The use of AI in health care isn’t anything new. Companies reaped nearly $2 billion in AI investments in 2019, with $635 million in investments in Q1 of 2020 alone. But as the pandemic lurches on, the use of AI when it comes to the health insurance industry, and the role that processes will play in the recovery of millions of Americans, will become increasingly visible and more vital than ever.

Related: New frontier: Artificial intelligence offers opportunities for brokers

It’s easy to see how the stability of the health insurance industry framework could collapse. Issuers are likely to face a continued influx of claims at a higher cost, as well as a decrease in insurance spending because of the widespread prioritization of COVID-19 cases over elective surgeries and other procedures. With the unemployment rate still hovering above 11 percent, American workers will continue to lose employer-issued health benefits and become uninsured altogether.

The use of AI will enter into the equation to ensure those health care operations remain in place by helping to improve efficiency, safety, and overall patient outcomes.

Streamlining patient engagement

AI is empowering hospitals and providers to better identify and engage with patients throughout their battles with coronavirus, building awareness to target potentially high-risk patients to optimize their care. After being discharged, that same sort of technology can contextually understand patients and their conditions to better direct care down the line.

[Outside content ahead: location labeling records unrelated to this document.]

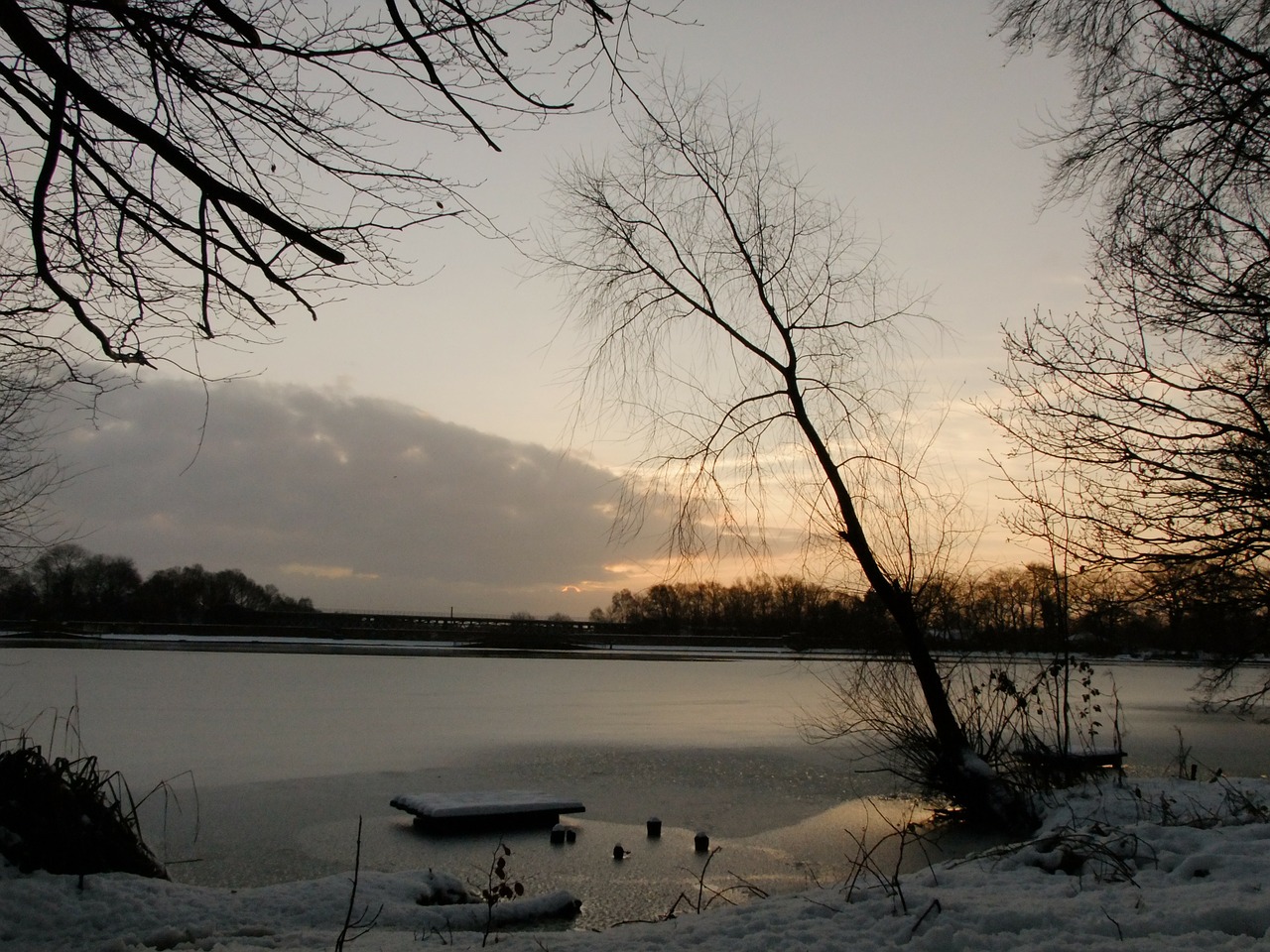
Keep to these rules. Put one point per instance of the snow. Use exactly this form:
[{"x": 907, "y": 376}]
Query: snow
[{"x": 1146, "y": 865}]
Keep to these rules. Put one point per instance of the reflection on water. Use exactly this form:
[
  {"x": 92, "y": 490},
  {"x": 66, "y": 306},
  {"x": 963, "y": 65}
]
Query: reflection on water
[{"x": 290, "y": 749}]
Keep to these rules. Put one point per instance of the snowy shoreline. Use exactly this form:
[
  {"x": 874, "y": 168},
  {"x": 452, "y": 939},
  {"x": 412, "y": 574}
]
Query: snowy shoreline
[{"x": 1143, "y": 865}]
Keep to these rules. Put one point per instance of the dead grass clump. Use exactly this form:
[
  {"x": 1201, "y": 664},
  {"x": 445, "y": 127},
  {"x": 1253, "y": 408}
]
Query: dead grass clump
[{"x": 68, "y": 816}]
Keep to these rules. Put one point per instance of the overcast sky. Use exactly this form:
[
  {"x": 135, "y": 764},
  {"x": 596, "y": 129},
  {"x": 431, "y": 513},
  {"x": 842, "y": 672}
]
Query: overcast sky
[{"x": 412, "y": 448}]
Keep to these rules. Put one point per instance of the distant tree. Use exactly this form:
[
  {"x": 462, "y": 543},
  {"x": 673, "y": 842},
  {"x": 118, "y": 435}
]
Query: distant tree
[{"x": 193, "y": 168}]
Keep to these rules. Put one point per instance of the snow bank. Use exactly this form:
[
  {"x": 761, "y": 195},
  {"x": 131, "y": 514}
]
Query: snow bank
[{"x": 1160, "y": 866}]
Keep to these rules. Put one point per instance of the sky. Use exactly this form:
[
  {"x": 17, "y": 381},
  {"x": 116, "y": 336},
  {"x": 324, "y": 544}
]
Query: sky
[{"x": 416, "y": 449}]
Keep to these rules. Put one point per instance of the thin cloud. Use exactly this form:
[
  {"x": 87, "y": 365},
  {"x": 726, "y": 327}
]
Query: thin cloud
[{"x": 350, "y": 500}]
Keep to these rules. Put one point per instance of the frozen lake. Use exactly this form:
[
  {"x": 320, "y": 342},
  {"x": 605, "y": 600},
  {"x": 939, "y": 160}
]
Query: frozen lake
[{"x": 286, "y": 751}]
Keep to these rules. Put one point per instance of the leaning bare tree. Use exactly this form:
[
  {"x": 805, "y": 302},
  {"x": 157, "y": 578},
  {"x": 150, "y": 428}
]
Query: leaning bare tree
[
  {"x": 1155, "y": 404},
  {"x": 177, "y": 169},
  {"x": 757, "y": 335}
]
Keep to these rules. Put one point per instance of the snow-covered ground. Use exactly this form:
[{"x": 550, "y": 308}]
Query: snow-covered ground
[{"x": 1150, "y": 865}]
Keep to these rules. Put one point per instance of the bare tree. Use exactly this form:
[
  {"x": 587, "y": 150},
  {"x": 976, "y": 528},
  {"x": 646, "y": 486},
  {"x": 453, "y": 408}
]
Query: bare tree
[
  {"x": 749, "y": 327},
  {"x": 178, "y": 169},
  {"x": 1153, "y": 407}
]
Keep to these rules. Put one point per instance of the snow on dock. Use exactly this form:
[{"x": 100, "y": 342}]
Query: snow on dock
[{"x": 485, "y": 809}]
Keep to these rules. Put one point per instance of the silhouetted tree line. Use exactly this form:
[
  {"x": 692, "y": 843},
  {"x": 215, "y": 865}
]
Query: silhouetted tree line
[
  {"x": 803, "y": 612},
  {"x": 1183, "y": 610},
  {"x": 68, "y": 583}
]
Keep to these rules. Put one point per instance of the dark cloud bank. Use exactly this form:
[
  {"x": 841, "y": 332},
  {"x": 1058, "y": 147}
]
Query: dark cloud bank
[{"x": 353, "y": 502}]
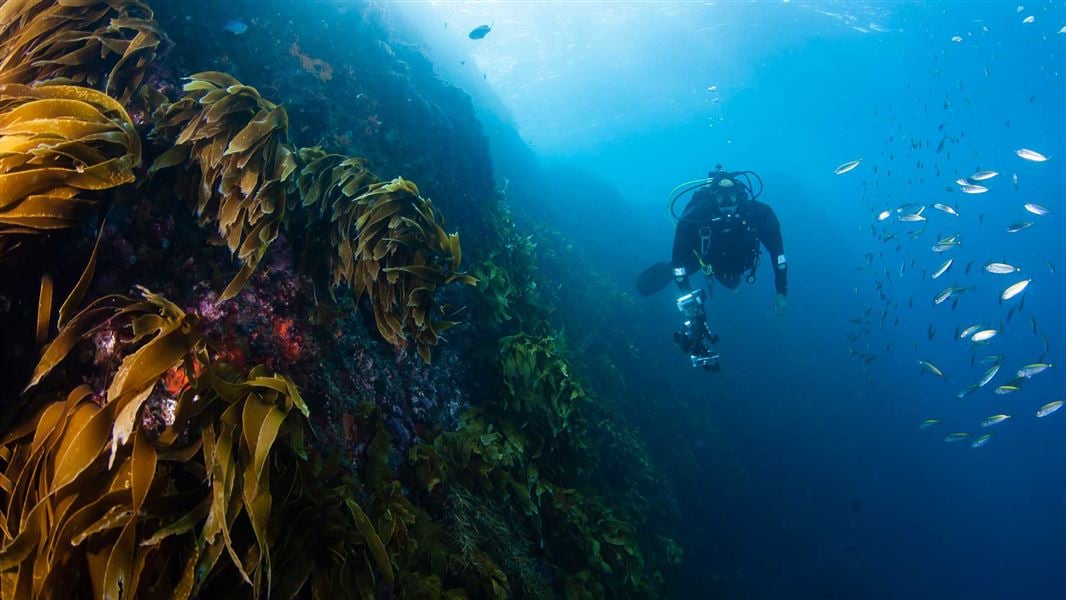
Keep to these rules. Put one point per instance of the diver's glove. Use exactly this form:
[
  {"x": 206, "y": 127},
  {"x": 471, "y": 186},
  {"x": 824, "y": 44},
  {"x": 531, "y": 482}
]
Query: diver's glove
[
  {"x": 780, "y": 305},
  {"x": 695, "y": 338}
]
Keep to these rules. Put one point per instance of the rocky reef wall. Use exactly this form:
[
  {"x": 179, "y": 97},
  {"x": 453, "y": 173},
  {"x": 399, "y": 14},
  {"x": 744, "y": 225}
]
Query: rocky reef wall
[{"x": 245, "y": 352}]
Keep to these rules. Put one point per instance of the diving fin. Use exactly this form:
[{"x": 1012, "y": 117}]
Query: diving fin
[{"x": 655, "y": 278}]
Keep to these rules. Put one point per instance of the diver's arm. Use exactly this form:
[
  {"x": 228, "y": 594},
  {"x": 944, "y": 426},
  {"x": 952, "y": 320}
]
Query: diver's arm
[
  {"x": 770, "y": 234},
  {"x": 685, "y": 240}
]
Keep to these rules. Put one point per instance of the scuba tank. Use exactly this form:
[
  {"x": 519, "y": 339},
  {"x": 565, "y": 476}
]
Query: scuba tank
[{"x": 660, "y": 275}]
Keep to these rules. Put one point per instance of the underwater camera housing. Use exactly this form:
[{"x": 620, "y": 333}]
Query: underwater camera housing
[{"x": 695, "y": 338}]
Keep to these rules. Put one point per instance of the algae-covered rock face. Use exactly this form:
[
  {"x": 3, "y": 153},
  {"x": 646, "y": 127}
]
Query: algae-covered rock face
[{"x": 267, "y": 421}]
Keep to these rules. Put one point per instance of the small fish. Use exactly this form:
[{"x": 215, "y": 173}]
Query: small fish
[
  {"x": 952, "y": 290},
  {"x": 988, "y": 375},
  {"x": 480, "y": 31},
  {"x": 846, "y": 166},
  {"x": 1030, "y": 155},
  {"x": 1037, "y": 209},
  {"x": 1049, "y": 408},
  {"x": 926, "y": 366},
  {"x": 236, "y": 27},
  {"x": 1034, "y": 369},
  {"x": 995, "y": 420},
  {"x": 1001, "y": 268},
  {"x": 942, "y": 269},
  {"x": 946, "y": 208},
  {"x": 1015, "y": 290}
]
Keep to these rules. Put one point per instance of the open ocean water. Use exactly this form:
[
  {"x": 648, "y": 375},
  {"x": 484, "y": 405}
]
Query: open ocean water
[{"x": 814, "y": 477}]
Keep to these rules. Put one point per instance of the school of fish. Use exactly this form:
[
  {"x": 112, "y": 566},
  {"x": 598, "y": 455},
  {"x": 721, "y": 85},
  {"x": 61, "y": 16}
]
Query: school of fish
[{"x": 923, "y": 160}]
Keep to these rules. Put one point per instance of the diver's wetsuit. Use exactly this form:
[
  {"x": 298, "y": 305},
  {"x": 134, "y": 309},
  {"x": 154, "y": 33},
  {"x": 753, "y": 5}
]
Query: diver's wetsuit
[{"x": 729, "y": 243}]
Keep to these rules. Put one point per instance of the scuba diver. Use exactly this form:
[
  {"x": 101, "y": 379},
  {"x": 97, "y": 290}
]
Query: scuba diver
[{"x": 717, "y": 234}]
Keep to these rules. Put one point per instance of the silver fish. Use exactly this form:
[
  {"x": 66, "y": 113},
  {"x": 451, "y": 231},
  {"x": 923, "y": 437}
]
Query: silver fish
[
  {"x": 942, "y": 269},
  {"x": 1030, "y": 155},
  {"x": 846, "y": 166},
  {"x": 1049, "y": 408},
  {"x": 952, "y": 290},
  {"x": 995, "y": 420},
  {"x": 1015, "y": 290},
  {"x": 988, "y": 375},
  {"x": 946, "y": 208},
  {"x": 1037, "y": 209},
  {"x": 1034, "y": 369},
  {"x": 926, "y": 366},
  {"x": 1001, "y": 268}
]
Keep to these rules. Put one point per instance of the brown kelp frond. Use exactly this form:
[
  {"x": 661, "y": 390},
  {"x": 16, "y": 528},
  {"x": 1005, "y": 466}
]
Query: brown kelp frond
[
  {"x": 62, "y": 147},
  {"x": 328, "y": 185},
  {"x": 58, "y": 145},
  {"x": 402, "y": 255},
  {"x": 538, "y": 383},
  {"x": 84, "y": 42},
  {"x": 145, "y": 486},
  {"x": 382, "y": 239},
  {"x": 236, "y": 140}
]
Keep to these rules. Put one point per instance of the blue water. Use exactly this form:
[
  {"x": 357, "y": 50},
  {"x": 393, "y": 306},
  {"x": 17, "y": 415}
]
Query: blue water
[{"x": 814, "y": 477}]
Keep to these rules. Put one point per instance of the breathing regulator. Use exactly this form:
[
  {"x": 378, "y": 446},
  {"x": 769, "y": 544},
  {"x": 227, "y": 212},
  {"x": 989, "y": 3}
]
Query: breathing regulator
[{"x": 717, "y": 179}]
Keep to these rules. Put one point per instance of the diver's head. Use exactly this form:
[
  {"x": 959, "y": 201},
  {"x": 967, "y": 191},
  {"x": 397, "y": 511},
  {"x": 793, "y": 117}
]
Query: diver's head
[{"x": 728, "y": 194}]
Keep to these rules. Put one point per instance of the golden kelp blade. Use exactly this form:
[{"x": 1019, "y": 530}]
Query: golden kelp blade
[
  {"x": 381, "y": 239},
  {"x": 71, "y": 41},
  {"x": 64, "y": 146},
  {"x": 237, "y": 140}
]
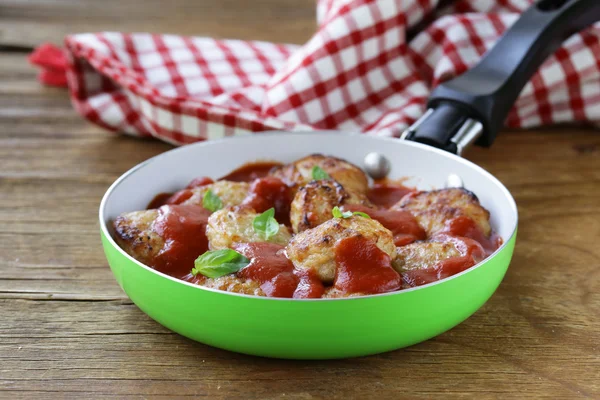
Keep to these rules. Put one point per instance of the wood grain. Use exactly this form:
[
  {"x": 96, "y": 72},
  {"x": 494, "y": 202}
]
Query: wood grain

AI can also target patients with precision by identifying the best channels for reaching them with up-to-date medical information. Automation is streamlining the unnecessarily complex and confusing claims process, flagging medications and procedures that would require out-of-pocket costs, and is even helping to reduce billing errors and assist in contesting claim denials.

Put AI into the mix, and you move the protracted claims process into a time-saving, user-friendly place to collect all relevant information. Instead of retracing steps over and over, the insured basically populates repetitive questions with the correct individual answers to ensure vital information is accurate and up-to-date.

Controlling spend and saving lives

These technologies also collate huge amounts of relevant data to generate significant cost-saving opportunities, from applying machine learning to combined spend and contract data to ensuring that there is a better balance between patient experience and the reality of particular cases.

Even before we had a worldwide pandemic, medical errors caused more than 250,000 deaths per year. Especially in the insurance industry, most input data is prone to mistakes based on how information is stored across the industry.

But AI can work to identify, prioritize, and predict missed charges, revolutionizing the integrity of insurance claim cycles. It can also confirm and resolve missed charges that yield the highest returns at the most efficient rate while providing a comprehensive view of departments, auditor and hospital performances for greater overall transparency when it’s needed the most.

AI is poised to be a top asset in the health care industry amid COVID-19, helping providers engage more easily with patients, control spend and identify missed charges, and improve risk reduction for the insured. Such thorough data analytics will simultaneously play an immensely important role in understanding the current spread of COVID-19, and be able to understand the lasting effectiveness of our responses to disease as well.

Jim McGowan is head of product at ElectrifAI.